Rapid defibrillation is the only effective treatment for sudden cardiac arrest, an event that affects as many as 33,000 Australians a year.
AED applied within minutes of a cardiac arrest buys the patient time because, for every minute without defibrillation and CPR, the chances of being revived following a cardiac arrest drops 10 per cent.
“What we realised is if there had been an AED downstairs in our block of units, Donovan could not have got to it anyway, it had to be in reach, accessible within the house,” she said.
With a background in engineering and science, Mr Casey set about making existing technology accessible to everyone through his start-up Rapid Response Revival, designing a miniaturised AED that is easy to use and, at about $299, affordable.
“One needs to be in every home but existing AEDs were too expensive.

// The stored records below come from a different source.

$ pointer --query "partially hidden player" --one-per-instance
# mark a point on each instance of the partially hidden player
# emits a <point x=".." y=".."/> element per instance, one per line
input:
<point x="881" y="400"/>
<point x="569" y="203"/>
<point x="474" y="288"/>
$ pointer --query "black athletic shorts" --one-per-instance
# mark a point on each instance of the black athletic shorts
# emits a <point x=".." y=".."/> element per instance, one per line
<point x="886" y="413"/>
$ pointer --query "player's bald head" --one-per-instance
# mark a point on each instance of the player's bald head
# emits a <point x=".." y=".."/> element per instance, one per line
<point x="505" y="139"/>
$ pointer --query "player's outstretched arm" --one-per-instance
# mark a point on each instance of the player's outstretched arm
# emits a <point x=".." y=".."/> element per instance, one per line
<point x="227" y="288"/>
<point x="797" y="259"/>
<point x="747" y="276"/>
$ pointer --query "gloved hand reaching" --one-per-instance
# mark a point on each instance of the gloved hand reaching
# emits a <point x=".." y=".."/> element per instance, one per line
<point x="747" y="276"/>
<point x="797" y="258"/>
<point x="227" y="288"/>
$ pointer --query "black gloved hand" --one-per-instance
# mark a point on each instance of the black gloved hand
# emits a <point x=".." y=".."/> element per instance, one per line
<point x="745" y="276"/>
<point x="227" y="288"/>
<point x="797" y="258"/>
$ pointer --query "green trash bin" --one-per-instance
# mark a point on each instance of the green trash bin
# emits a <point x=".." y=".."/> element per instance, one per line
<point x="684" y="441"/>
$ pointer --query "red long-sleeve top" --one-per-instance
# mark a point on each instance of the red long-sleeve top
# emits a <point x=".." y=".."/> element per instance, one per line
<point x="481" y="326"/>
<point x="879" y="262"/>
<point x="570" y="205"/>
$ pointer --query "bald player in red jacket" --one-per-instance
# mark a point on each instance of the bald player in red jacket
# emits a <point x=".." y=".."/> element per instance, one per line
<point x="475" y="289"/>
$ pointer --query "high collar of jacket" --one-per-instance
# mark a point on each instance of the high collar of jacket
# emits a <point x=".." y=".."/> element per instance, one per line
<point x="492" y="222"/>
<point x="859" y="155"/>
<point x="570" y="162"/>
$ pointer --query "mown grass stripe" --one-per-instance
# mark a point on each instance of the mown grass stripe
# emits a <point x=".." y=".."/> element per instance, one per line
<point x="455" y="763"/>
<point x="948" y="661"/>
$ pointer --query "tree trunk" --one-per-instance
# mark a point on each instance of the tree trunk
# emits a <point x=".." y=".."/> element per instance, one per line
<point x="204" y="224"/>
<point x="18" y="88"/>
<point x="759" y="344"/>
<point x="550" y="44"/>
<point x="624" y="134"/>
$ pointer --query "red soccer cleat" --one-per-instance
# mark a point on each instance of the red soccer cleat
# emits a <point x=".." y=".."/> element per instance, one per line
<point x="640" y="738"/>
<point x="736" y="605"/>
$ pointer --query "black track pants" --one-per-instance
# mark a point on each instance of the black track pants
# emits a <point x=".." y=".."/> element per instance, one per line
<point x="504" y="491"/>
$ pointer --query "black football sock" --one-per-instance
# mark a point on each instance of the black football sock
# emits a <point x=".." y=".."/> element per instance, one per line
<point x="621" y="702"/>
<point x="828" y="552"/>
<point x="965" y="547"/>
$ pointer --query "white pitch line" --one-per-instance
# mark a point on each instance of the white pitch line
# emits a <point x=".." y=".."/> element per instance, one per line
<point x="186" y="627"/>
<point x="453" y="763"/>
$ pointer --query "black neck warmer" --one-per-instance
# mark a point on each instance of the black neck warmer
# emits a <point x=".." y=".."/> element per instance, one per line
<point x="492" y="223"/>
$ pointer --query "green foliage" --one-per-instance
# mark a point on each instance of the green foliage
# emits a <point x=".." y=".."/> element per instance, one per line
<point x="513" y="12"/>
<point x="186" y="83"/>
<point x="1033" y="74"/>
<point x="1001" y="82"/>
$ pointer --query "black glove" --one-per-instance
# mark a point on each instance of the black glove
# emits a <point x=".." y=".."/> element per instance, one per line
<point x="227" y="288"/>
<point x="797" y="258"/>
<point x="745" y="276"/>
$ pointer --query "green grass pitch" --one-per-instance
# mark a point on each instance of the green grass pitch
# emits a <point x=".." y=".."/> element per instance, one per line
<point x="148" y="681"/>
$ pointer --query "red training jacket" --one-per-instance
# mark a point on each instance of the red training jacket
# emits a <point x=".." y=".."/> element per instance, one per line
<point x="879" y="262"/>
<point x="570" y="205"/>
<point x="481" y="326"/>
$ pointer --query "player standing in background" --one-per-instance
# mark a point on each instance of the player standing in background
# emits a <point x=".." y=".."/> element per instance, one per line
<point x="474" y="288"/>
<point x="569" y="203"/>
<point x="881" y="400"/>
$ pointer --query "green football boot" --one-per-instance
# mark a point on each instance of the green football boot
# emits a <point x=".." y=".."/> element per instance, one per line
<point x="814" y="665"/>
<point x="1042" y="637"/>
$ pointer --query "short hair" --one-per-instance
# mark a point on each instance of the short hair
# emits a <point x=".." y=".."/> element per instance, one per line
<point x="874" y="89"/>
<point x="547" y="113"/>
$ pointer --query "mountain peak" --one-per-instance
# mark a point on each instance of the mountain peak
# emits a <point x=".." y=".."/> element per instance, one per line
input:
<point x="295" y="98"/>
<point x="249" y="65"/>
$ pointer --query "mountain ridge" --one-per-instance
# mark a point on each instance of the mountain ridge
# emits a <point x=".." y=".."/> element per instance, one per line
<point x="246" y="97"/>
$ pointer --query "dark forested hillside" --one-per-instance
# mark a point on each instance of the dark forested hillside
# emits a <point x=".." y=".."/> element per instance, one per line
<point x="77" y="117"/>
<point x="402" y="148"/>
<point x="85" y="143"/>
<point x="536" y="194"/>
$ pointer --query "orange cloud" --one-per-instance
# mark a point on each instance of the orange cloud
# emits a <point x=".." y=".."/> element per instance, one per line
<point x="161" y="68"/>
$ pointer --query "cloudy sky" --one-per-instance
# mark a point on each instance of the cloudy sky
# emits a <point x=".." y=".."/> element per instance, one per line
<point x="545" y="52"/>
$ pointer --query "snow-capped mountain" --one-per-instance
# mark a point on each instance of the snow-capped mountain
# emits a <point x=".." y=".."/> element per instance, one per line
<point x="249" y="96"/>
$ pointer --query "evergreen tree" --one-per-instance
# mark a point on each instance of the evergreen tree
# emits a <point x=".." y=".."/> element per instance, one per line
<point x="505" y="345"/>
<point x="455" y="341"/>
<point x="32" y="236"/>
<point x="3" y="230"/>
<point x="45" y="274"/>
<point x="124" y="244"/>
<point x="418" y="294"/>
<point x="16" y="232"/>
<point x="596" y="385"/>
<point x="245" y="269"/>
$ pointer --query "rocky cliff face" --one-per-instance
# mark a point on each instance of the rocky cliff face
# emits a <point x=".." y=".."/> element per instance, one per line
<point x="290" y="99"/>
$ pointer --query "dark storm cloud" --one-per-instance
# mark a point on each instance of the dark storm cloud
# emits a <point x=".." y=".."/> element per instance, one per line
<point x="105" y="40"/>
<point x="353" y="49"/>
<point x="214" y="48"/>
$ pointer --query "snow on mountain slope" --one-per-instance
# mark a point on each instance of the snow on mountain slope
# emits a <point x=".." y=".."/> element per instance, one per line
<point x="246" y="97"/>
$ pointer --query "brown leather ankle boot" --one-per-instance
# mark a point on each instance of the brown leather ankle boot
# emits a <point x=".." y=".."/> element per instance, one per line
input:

I realised it could happen again and I was thinking how do I reduce the cost?” he said.
“I knew it would have to be one-tenth of the price to get it into people’s homes like fire extinguishers and smoke detectors and that started the journey.”
Ian Hutchinson suffered a cardiac arrest while riding his bike around Narrabeen Lake in 2018. His friend Don MacKee and bystanders gave CPR but it was not until the ambulance arrived that a defibrillator got his heart back.
‘I was clinically dead for 18 minutes,” the 58-year-old said, adding a portable or home-based defibrillator was a great idea.
“It’s brilliant because 80 per cent of the time a cardiac arrest happen at home and to have access to a defibrillator on the fridge, in your handbag or in the car that only costs a couple of hundred dollars is brilliant,” he said.
The device is the size of a mini iPad or small tablet and is activated in three steps before the automated device takes over.
“It’s snap, peel, and stick and then it is fully automated, a child could deploy it,” he said.
The device is now approved in 75 countries and available for online orders.